鈴木)本来、贈収賄の本筋は上に伸びていくのです。この問題は個人というより、大会組織委員会の構造にあるわけです。大会組織委員会がみんな出向で、ガバナンスが組織に効いていないのです。

高橋容疑者を超える実力者は森喜朗元総理しかいない

鈴木)議論をして何かを決めるということがない。最後はすべて、実力がある人にお伺いを立てましょうという。それが高橋容疑者で、かなりの実力者だったということです。

飯田)高橋容疑者が。

鈴木)しかし、高橋容疑者を超える力を持っている人は誰かと言うと、森さんしかいないのです。そうなると、森さんはどうなのだという話に当然なります。事件を見ていると、いまのところ高橋容疑者を中心に、贈賄が横に広がっている。縦に伸びるのかどうかは、まだこれからだと思います。

いまや失うものがない立場の森元総理

飯田)田北さんはどうご覧になりますか?

田北)森喜朗元総理の名前が出ていますが、ここ最近は元総理の体調があまりよくないため休載していますけれど、月刊「正論」で森さんの連載をやっているのです。

飯田)森さんの連載を。

田北)森さんは総理番のころからお付き合いをさせていただいていますが、いまの森さんは失うものがないような立場なので、お金で動かされる感じではないというのが私の印象です。

飯田)失うものがない。

田北)産経新聞の1面で「200万円をお見舞いとしてもらった」という記事が出たとき、何か違和感がありました。皆さん、政治家だからお金はもらうだろうと思うかも知れませんが。

飯田)そういうイメージがあります。

田北)そうなのですよ。

出向者ばかりで運営する五輪の大会組織委員会の構造に問題がある ~しっかりとした組織に立て直す必要がある

飯田)政治への部分はどうなっていくのでしょうか?

鈴木)もちろん、事件そのものも注目しなければいけません。果たして森元総理に捜査の手が及ぶのかどうかは、もちろんポイントです。

飯田)森元総理に捜査の手が及ぶのか。

鈴木)もう1つ、私はオリンピックの大会組織委員会そのものに問題があると思うのです。出向者ばかりで運営して、理事会が全部決めるというような。次に目指すのは札幌の冬季オリンピックなのです。そこへ向けて、大会組織委員会のこの土壌でいいのかどうか。その議論は絶対にしなければいけないと思います。

飯田)2030年の札幌五輪に向けて。

鈴木)今回の事件をきっかけに、「札幌五輪は厳しいのではないか」という意見が出てきています。大会組織委員会そのものをしっかりとした組織に立て直す。ここが大事なポイントだと思います。そういうことをやらないといけない。

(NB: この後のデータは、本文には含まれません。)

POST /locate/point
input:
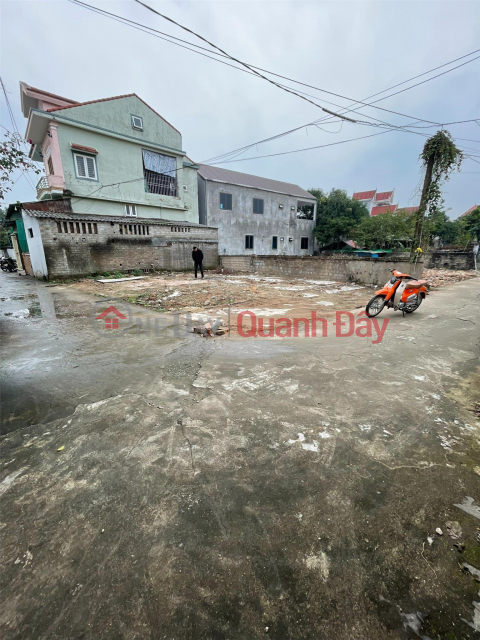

飯田)コンパクトオリンピックをやろうとすると、企業からスポンサーを集めなければならないということになります。

鈴木)海外はどうなのかと言うと、フランスでは組織委員会をさらにチェックするような機関があります。それから組織委員会のトップには、財界の人が就く。財界の人はきちんとガバナンスが効いて、「イベントとしてどうするのか」という決断ができるわけです。そういうことも含めて「大会組織委員会とは何なのか」ということを同時に考えなければならないと思います。